As usual, it was a solemn reminder of how much we have to be thankful for living in a country like Canada. Spending almost a month with limited electricity, limited internet, virtually no fresh fruit or vegetables, and experiencing sweltering heat without air conditioning (average daily temperature was around 36-38 degrees, plus very high humidity) is challenging. Further, driving on rough roads, sustained by a steady diet of beans, rice, cassava, deep-fried plantains, and no chocolate, taught me patience.

However, there were many wonderful aspects of this journey. I greatly appreciated your faithful prayers throughout the trip. I frequently shared with all of those we engaged with. I told them that many Canadian people remember them daily in their prayers. 

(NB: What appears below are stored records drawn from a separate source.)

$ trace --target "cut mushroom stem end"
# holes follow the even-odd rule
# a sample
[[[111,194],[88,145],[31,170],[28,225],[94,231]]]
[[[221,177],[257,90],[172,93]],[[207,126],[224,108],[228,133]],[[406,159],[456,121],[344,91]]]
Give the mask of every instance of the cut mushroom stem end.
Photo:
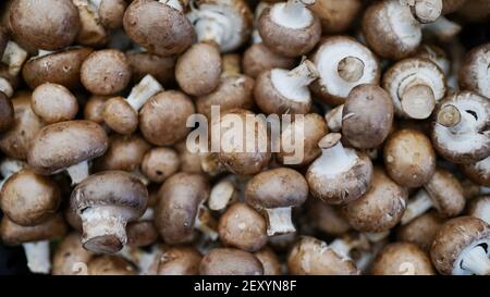
[[[22,247],[30,272],[48,274],[51,271],[49,240],[25,243]]]
[[[266,209],[267,219],[269,220],[267,226],[268,236],[296,232],[291,220],[291,207]]]

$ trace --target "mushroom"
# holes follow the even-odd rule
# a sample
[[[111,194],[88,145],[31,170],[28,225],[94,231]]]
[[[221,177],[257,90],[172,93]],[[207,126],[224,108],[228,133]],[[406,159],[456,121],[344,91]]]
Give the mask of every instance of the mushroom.
[[[437,211],[428,211],[401,225],[396,232],[399,242],[412,243],[424,250],[429,250],[436,233],[445,222]]]
[[[379,168],[372,172],[370,188],[357,200],[344,206],[347,222],[360,232],[385,232],[402,220],[407,193]]]
[[[265,247],[254,255],[264,267],[264,275],[282,275],[281,262],[272,249]]]
[[[358,85],[342,108],[342,136],[358,149],[379,147],[392,129],[393,103],[376,85]]]
[[[52,259],[52,274],[83,274],[86,272],[84,270],[93,257],[93,253],[83,248],[78,233],[70,233],[63,238],[54,251]]]
[[[293,233],[291,211],[308,197],[308,184],[295,170],[278,168],[258,173],[247,183],[245,202],[267,215],[267,235]]]
[[[434,275],[429,255],[409,243],[387,245],[371,264],[373,275]]]
[[[37,133],[27,162],[38,174],[66,170],[73,184],[88,176],[88,161],[102,156],[108,147],[106,132],[90,121],[69,121],[48,125]]]
[[[481,196],[469,203],[468,215],[490,224],[490,196]]]
[[[0,191],[0,207],[9,219],[22,226],[34,226],[49,220],[57,211],[61,195],[58,185],[47,176],[24,169],[10,176]]]
[[[25,160],[34,138],[45,123],[30,107],[30,92],[17,92],[10,101],[14,120],[10,128],[0,134],[0,150],[10,158]]]
[[[137,0],[127,7],[123,25],[131,39],[162,57],[184,52],[196,39],[179,0]]]
[[[466,53],[462,67],[460,69],[458,82],[462,89],[475,91],[483,97],[490,98],[490,42],[471,49]]]
[[[377,1],[364,13],[363,34],[377,54],[400,60],[417,50],[421,24],[412,15],[411,8],[400,1]]]
[[[490,101],[471,91],[451,95],[438,107],[432,144],[453,163],[474,163],[490,154]]]
[[[158,191],[155,223],[168,244],[184,244],[193,239],[194,228],[217,238],[213,221],[204,207],[209,197],[209,184],[201,174],[176,173]]]
[[[252,12],[243,0],[193,2],[188,20],[199,42],[215,42],[221,52],[236,50],[252,32]]]
[[[460,181],[449,171],[438,169],[432,177],[408,201],[402,225],[411,222],[431,207],[443,218],[456,216],[465,207],[465,197]]]
[[[371,160],[344,148],[339,133],[330,133],[318,143],[321,156],[306,172],[311,195],[330,205],[350,203],[363,196],[372,178]]]
[[[58,84],[45,83],[32,95],[33,111],[48,124],[75,119],[78,102],[75,96]]]
[[[81,81],[94,95],[113,95],[131,81],[131,66],[125,54],[114,49],[94,51],[82,63]]]
[[[10,8],[10,25],[32,46],[56,50],[75,40],[79,16],[70,0],[15,0]]]
[[[280,151],[275,154],[277,161],[297,168],[308,165],[321,154],[318,143],[328,132],[321,115],[305,114],[303,121],[296,120],[282,131]],[[299,151],[303,153],[297,156]]]
[[[356,264],[327,243],[303,236],[287,256],[287,271],[293,275],[357,275]]]
[[[96,159],[96,171],[122,170],[135,172],[139,170],[145,153],[151,148],[140,135],[111,135],[106,153]]]
[[[390,94],[396,115],[427,119],[445,95],[445,78],[429,60],[408,58],[391,66],[383,76],[383,88]]]
[[[200,261],[200,275],[262,275],[264,267],[253,253],[235,248],[213,248]]]
[[[146,210],[148,190],[138,177],[123,171],[96,173],[79,183],[70,208],[82,219],[82,244],[93,252],[113,253],[127,242],[126,224]]]
[[[179,55],[175,79],[186,94],[205,96],[218,87],[221,67],[220,51],[216,44],[195,44]]]
[[[119,134],[130,135],[138,127],[138,111],[163,87],[151,75],[146,75],[131,89],[126,99],[113,97],[106,101],[103,121]]]
[[[262,117],[248,110],[233,109],[210,123],[211,151],[228,171],[256,174],[271,158],[267,125]],[[238,139],[234,139],[236,136]]]
[[[74,47],[33,57],[25,62],[22,76],[32,89],[45,83],[76,88],[82,85],[82,63],[93,51],[90,48]]]
[[[383,149],[388,175],[399,185],[419,187],[436,171],[436,152],[430,139],[416,129],[399,129],[390,135]]]
[[[430,258],[441,274],[490,274],[490,225],[474,216],[445,222],[433,239]]]
[[[364,45],[347,36],[333,36],[320,41],[311,61],[319,78],[311,90],[332,104],[344,103],[351,90],[360,84],[379,83],[381,70],[376,55]]]
[[[191,131],[187,119],[195,113],[193,101],[182,91],[167,90],[154,95],[139,111],[139,129],[156,146],[171,146]]]
[[[289,0],[266,8],[257,25],[264,45],[284,57],[308,53],[321,35],[318,16],[307,9],[314,3],[314,0]]]
[[[34,226],[21,226],[7,216],[0,222],[0,238],[10,246],[22,245],[27,258],[27,267],[34,273],[48,274],[51,270],[49,242],[62,238],[66,223],[60,214]]]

Some communities are a day's travel away on a dirt bike over rugged trails.  It was a massive encouragement to these pastors. These church leaders work in small, isolated communities, and this experience reminds them that they are not alone. The global church prays for them and their ministry.

I am happy to report that all the tools and other supplies that Andrew and I transported to Puerto Lempira arrived safely and without incident.  This is remarkable because things have a way of "disappearing" when going through the baggage handling and customs process here in Latin America.  Thank you for your prayers.

We had an average of 23 pastors/lay leaders participating over the two-week theological/vocational sessions. On the final day, we presented 20 diplomas confirming their attendance and graduation from the theological portion of the course.  

Graduation day included three women involved with women's ministry in their communities. I will long remember the happy smiles of these women and the 17 men who pastor churches in outlying communities. They returned to their congregations better able to equip the saints.